Wrestling and Parting Ways

November 18, 2011

When one writes a daily blog, one participates in an aerobic rhythm of listening and speaking, pondering and reflecting, thinking and writing. This essay takes me at least an hour, sometimes two a day. That time is spent struggling with a Scripture, understanding its original context, and then bringing it to life for today. My main question is, Does this Word have anything to say to me as a Presbyterian clergywoman or to the Presbyterian elder somewhere struggling with the way things are in our denomination?  Sometimes a blog is sparked by an event that begs for a biblical response. Today, it is discovering a mysterious event in the life of Jacob. I’ve been wrestling with it all day, unsure of the outcome. I’d better figure it out soon, as I am preaching on it this Sunday!

Jacob’s relationship with his father-in-law has deteriorated to a point that he must exit Laban’s estate and head out with his family (Genesis 31). This entails a journey from Haran (on the present-day border between Turkey and Syria) southwest to Canaan. Jacob flees, Laban pursues, Jacob is frightened, Laban surprises them all with a conciliatory attitude and a blessing as his daughters and grandchildren make their way back to the land of Jacob’s father without him. They part ways.

Before he can find safe haven there, however, Jacob must also “face the music” with his twin brother Esau. Given Jacob’s wresting away Esau’s birthright, the two are not on good terms. In Genesis 32, the reader feels Jacob’s anxiety rising. He is accompanied by angels, which affords him some reassurance of God’s protection. But when he hears from messengers that Esau is coming to meet him accompanied by 400 men, he experiences “great fear and distress.” He activates a strategy to mitigate his risk: dividing his people and flocks into two groups, and then praying to God, “Save me from the hand of my brother” (Gen 32:11). He sends servants ahead of him to meet Esau with extravagant gifts of livestock—Jacob is very wealthy—and ushers his wives, servants, and eleven sons to safety across the Jabbok River.

So Jacob was left alone, and a man wrestled with him till daybreak. When the man saw that he could not overpower him, he touched the socket of Jacob’s hip so that his hip was wrenched as he wrestled with the man. Then the man said, “Let me go, for it is daybreak.” But Jacob replied, “I will not let you go unless you bless me.”

The man asked him, “What is your name?”

“Jacob,” he answered.

Then the man said, “Your name will no longer be Jacob [Cunning], but Israel [Wrestler with God], because you have struggled with God and with men and have overcome.”

Jacob said, “Please tell me your name.”

But he replied, “Why do you ask my name?” Then he blessed him there.

So Jacob called the place Peniel, saying, “It is because I saw God face to face, and yet my life was spared.”

The sun rose above him as he passed Peniel, and he was limping because of his hip.

What follows in Chapter 33 is a peaceful reunion of twin brothers, a Jacob willing to share the blessing he finally realizes can only come from God, making amends. This coming together is a formality, however, as Esau has his own land south of Canaan to which he returns, and Jacob is heading to Shechem in the northern half of the territory. They part ways, friends, but apart.

The reconciliations Jacob experiences are opened to him only as he understands his primary relative is God. God is the giver of blessing, Jacob the recipient. God is the one who brings about justice, Jacob only God’s spokesperson (31:42). Jacob can forsake scheming, and embrace the life God wants to give him on God’s terms alone. But God must wrestle with Jacob, show superior strength, overpower his impulses, wrest his cunning out of him, and render him weak and dependent upon God. No one encounters God face to face and comes away unscathed.
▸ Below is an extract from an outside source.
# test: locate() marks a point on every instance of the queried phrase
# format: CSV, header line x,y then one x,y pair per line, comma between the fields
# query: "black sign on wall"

In our struggle against sin, scheming, and inflated self-image, we Presbyterians may well come to better terms with one another if we each have our wrestling match with God. And then, known to him by name and marked for life by our encounter, we may be able to reconcile enough with each other to live alongside if not under the same tent. We may part ways, but if we are each reconciled to God, we depart as friends.
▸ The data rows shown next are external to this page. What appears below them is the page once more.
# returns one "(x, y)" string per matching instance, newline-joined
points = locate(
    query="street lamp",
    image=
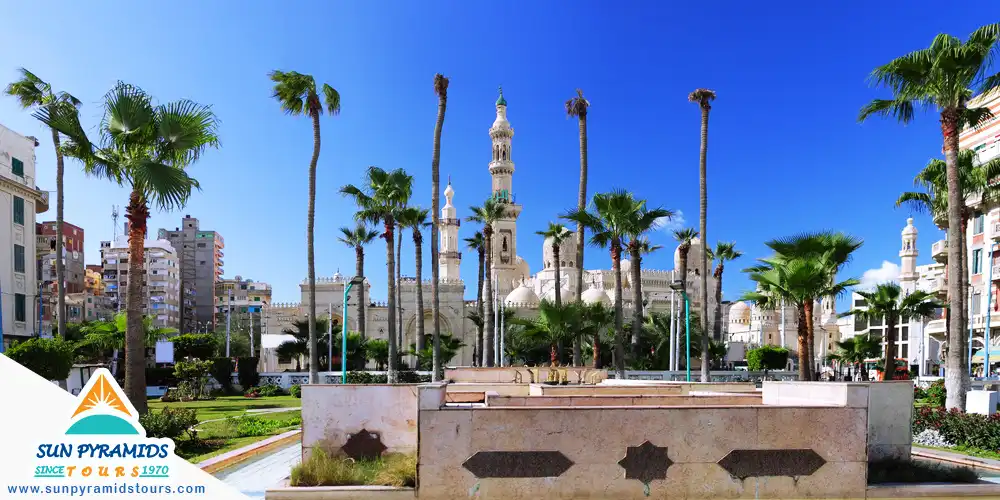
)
(678, 285)
(343, 339)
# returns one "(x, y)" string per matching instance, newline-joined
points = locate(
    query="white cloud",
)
(888, 272)
(671, 224)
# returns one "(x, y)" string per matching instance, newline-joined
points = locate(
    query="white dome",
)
(567, 252)
(522, 296)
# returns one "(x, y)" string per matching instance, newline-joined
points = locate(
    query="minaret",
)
(449, 258)
(502, 171)
(908, 256)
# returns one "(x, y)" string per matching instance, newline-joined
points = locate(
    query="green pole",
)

I pray that such an encounter might transform the way the Jacobs and Esaus of the Presbyterian Church find each other in order to part ways so that both may prosper. Make it so, Lord, for the sake of your Kingdom. Amen.


4 Responses to “Wrestling and Parting Ways”

  1. Whit Says:

    Mary, I think you’re ready for Sunday. Let each Presbyterian draw his or her own lesson for that Presbyterian’s own actions and words.

  2. Tom Paine Says:

    Mary, let’s also remember that Jacob feared Esau when, in the end, Esau didn’t want to do any harm to him. I pray love, not fear, dictate our actions.

    • revmary Says:

      I agree, Tom!

      Mary Holder Naegeli From my iPhone

      • Whit Says:

        While I agree with Tom’s comment, and its implication, sometimes, as with the Covenant Network attempt to exclude from office those who could not, as a matter of conscience, participate in the ordination of gays, sometimes people do want to hurt you.